BFM

"Ambiance de fin de règne": pot de fin d'année amer pour les députés LaRem

BFM Thomas Soulié avec Robin Verner
Gilles Le Gendre, président du groupe LaRem.

Gilles Le Gendre, président du groupe LaRem. - Alain JOCARD / AFP

Téléchargez la nouvelle application BFM
Mardi soir, les députés de La République en marche ont pu se rassembler à l'hôtel de la Questure pour un pot de fin de session. Mais après tensions et polémiques, l'ambiance ne s'est pas réchauffée.

La session parlementaire fait une pause dimanche soir prochain pour la période de Noël. Les députés de La République en marche se sont rassemblés à cette occasion à l'hôtel de la Questure, mardi soir pour un pot. En présence du président de l'Assemblée nationale Richard Ferrand, mais aussi d'une dizaine de ministres, dont Edouard Philippe, les députés ont pu faire le point sur l'année écoulée et tout particulièrement sur ces derniers jours. 
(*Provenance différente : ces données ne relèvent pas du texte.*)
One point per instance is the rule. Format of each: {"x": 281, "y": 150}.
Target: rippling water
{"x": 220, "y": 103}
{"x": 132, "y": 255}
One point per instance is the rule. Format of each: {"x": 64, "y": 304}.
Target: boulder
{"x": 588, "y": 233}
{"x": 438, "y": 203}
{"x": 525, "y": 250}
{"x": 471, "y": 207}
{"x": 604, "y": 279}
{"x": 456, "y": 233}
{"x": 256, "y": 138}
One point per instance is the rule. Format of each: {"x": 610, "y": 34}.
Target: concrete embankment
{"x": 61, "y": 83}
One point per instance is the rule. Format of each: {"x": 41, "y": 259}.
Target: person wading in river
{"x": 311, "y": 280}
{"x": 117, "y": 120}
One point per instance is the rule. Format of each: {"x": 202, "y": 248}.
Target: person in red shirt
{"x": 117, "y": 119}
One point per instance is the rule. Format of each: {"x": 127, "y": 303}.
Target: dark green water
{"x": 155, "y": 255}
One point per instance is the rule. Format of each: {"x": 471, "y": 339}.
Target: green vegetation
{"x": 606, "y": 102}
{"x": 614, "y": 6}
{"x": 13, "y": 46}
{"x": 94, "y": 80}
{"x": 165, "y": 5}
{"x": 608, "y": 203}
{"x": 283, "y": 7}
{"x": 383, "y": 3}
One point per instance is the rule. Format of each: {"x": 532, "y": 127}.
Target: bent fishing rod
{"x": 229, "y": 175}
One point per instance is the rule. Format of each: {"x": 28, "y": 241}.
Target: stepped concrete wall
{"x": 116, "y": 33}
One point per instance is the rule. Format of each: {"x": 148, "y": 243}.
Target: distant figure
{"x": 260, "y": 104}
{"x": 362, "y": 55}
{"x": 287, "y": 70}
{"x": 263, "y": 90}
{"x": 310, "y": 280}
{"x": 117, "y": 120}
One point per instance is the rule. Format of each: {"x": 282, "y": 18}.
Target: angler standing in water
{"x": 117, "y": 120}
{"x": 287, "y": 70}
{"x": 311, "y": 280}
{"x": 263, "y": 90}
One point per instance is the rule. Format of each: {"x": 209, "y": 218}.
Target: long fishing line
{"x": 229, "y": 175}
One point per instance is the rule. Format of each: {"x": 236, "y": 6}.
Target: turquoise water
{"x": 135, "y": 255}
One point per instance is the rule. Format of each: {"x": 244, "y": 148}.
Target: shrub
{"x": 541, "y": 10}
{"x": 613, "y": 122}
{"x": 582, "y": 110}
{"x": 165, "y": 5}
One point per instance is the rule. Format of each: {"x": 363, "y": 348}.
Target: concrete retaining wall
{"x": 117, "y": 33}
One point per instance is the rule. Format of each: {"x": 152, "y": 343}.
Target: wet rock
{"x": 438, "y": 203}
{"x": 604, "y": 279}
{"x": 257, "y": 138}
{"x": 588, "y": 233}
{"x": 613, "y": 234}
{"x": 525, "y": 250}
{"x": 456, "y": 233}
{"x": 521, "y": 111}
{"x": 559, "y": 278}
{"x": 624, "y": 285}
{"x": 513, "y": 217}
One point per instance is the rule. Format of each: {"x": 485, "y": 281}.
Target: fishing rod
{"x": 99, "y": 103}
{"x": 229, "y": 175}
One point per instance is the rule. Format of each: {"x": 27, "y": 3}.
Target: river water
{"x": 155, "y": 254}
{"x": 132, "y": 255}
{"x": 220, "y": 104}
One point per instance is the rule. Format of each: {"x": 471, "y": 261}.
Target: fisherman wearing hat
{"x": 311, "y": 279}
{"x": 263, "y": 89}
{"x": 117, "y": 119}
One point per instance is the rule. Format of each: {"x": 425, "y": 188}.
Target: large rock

Dans un discours très bref, Edouard Philippe a évoqué la confusion de mardi autour de mesures gouvernementales:

"Je n’avais pas prévu de faire un discours. Mais comme on dit que je change beaucoup d’avis en ce moment. Donc je vais en faire un, mais court".

Féru de boxe, le Premier ministre envisage l'année 2019 comme un combat. 

"Il faut toujours qu’on soit en mouvement. Un boxeur immobile est un boxeur mort. Je sais encaisser les coups mais je sais aussi en donner". 

Les "excellentes" relations de Gilles Le Gendre

Un Premier ministre méfiant, à qui l'ambiguïté des mots de Gilles Le Gendre n'aura pas échappé. S'exprimant à son tour devant ses collègues, le président du groupe parlementaire LaRem a semblé vouloir envoyer un message à Edouard Philippe.

"Nous avons d'excellentes relations avec l'exécutif, mais elles pourraient être encore meilleures" 

Un peu plus tôt dans la journée, Gilles Le Gendre avait également évoqué sa sortie de lundi, lors de laquelle il s'était demandé si le problème des membres de la majorité n'avait pas été d'être "trop intelligents, trop subtils".

"Le simple fait que j’ai provoqué une telle polémique sur les réseaux sociaux démontre que je ne suis pas si intelligent que cela", avait-t-il voulu rire lors d'une conférence de presse à l'Assemblée. 

"Ambiance de fin de règne" 

Apparemment, ses troupes n'avaient pas envie de rire lors du pot de la Questure. 

"On n’a toujours pas digéré. Il y a désormais un vrai rejet vis-à-vis de Gilles ", confiait un député.

Plusieurs d'entre eux ont décrit une atmosphère morose. Ces dernières semaines, pleines de polémiques, de tensions, ont pesé. "C'était une ambiance de fin de règne", a même soufflé une participante.